Tapping into Jacques Derrida’s reading of Edmund Husserl’s seminal essay ‘The Origin of Geometry’, these drawings present a machinic ‘anexact’ trans-media research methodology that foregrounds the durational and multiplicitous aspects of a series of data-based, dynamic urban surveys.
A digital, robotic drawing apparatus traces seventy-nine geo-localised paths of individual displacement (corresponding to the author and his students from the University of Cagliari in Sardinia) that were collectively captured via GPS-tracking smartphone apps throughout a single day in April 2017. The resulting traces redraw the fabric of Cagliari as a summative accumulation of the individual urban subjectivities of group members, rendering them as dynamic urban plans through quantized vector-based video clips.

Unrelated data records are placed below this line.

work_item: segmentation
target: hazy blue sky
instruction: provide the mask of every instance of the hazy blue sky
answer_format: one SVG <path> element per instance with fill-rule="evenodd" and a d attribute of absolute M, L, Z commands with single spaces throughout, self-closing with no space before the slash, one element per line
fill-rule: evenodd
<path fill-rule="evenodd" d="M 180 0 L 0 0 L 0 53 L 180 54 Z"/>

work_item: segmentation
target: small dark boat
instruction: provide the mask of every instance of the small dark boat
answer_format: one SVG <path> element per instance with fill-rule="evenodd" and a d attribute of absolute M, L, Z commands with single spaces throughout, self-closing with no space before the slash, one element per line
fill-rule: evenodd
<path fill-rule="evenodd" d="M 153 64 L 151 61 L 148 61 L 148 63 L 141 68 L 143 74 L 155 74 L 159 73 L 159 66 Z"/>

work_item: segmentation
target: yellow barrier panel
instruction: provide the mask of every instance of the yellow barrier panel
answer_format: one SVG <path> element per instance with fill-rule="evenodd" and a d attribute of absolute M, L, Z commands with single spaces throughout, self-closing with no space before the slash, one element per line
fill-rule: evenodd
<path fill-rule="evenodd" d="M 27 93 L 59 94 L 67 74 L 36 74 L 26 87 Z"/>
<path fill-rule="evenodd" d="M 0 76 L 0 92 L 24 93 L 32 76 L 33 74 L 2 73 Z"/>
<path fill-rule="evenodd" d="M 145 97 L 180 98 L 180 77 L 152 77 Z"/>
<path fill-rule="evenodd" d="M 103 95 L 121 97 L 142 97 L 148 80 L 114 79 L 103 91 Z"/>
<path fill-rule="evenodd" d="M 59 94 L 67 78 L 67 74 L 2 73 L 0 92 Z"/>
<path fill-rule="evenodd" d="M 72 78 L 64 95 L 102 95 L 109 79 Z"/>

The relayed ensemble of the drawing apparatus does not simply reproduce the original data-based urban traces: Running the dynamic digital paths through its relayed digital-analogue protocol produces the distinct effect of reinstating time-as-duration as a fundamental component of the collectively constructed multiplicities that we are attempting to represent. The resulting ‘urban plan’ is no longer articulated as a homogeneous, totalising assembled whole, but as a continuous-yet-heterogeneous occupation of the urban landscape. This hybrid digital-analogue scenario of dynamic drawing conveys the simultaneously heterogeneous and continuous character of the collectively assembled urban processes that originated it: Never static, always becoming other.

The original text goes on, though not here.